Social Media Accelerates Opportunities for Improvement

Director Kevin Smith was deemed too fat to fly on a Southwest airlines flight this weekend. While famous in certain circles, he was on the brink of becoming yet another anonymous customer service casualty until he described his ordeal to his 1.2 million Twitter followers. This in turn generated traditional media coverage and a spike in is follower base to 1.6 million. Southwest thought Kevin was too big to fly? Well now they have a really big problem on their hands.

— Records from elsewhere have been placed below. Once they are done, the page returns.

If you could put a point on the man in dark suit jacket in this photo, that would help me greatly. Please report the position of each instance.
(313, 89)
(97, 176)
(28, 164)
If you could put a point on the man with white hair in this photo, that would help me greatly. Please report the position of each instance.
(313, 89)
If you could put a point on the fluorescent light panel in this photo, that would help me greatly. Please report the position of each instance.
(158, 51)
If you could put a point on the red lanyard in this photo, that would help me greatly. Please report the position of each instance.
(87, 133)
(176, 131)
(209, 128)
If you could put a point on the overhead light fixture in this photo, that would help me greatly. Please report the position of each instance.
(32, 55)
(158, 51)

Southwest says they have had the same “customer of size” policy (I prefer the term “obese customer” – I mean, we all have a “size”, right?) for nearly twenty-five years. Is their policy fair? In this case, it doesn’t even matter. The problem isn’t the policy, it’s a breakdown in Southwest’s internal communications that got Kevin so upset. An organizational communication failure at Southwest became a customer service issue and its now been exposed to over a million people directly and many millions more through traditional media.

According to his own story, Kevin actually had THREE seats purchased (his family was going to travel with him, etc -- see the whole story using the above link) but plans changed and he was able to leave town on an earlier flight that had only one seat available. Again, according to his story, he explained the situation to the staff at the check-in desk, who assured him that there would not be an issue with a large man like Kevin taking the one seat. I’m guessing that no one at that desk thought to talk with the pilot of the plane, however. Whether justified or not, the pilot made a decision that was in direct contradiction to what Kevin had been promised moments earlier. Although Kevin is clearly a big guy, it seems that Southwest allowed its own policy to be broken by allowing Kevin (who had already bought many tickets) onto a different flight with one seat.

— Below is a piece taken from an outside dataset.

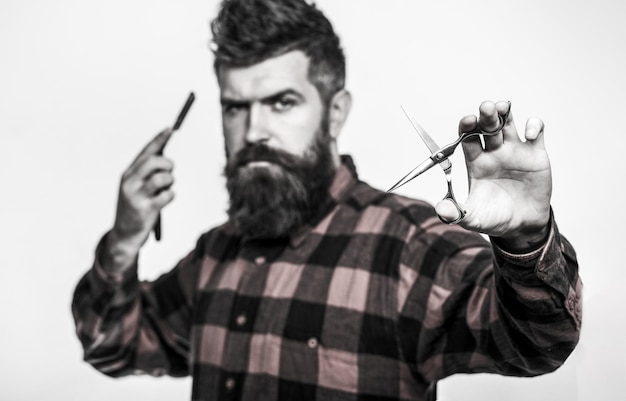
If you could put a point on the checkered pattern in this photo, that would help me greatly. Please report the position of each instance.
(377, 301)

Internally, Southwest failed to consistently enforce/make exceptions to its policy. Although Kevin was in face-to-face communications during his ordeal, I think most of us go through something very similar almost every time we pick up the phone for customer service: We get bounced around from one person to the next without any one of them having legitimate context or history of our customer service issue. I had a similar situation with Verizon FIOS a few months back that caused me to drop their service entirely.

Social media creates an environment where only excellent organizations can thrive. And, in this case, a weakness in how Southwest handles situations like these was exposed. They tried to placate and apologize to Kevin, but with little success.  So what’s Southwest supposed to do? “Learn”, is my advice. In the context of social media, many organizations rightfully fear this exact kind of situation. But one of the understated benefits of the environment is that bringing these issues to the surface creates opportunities for improvement. This is an opportunity for Southwest to improve and undoubtedly make many other passengers (even those without 1.6 million twitter followers) happier with their service.

I’ve been reading that certain people and groups, like the National Association to Advance Fat Acceptance will make the issue discriminatory one, but remember that the point of failure was first and foremost a procedural one. As the PR dust settles around this, I hope that Southwest are able to look at the issue for what it was and make the necessary adjustments.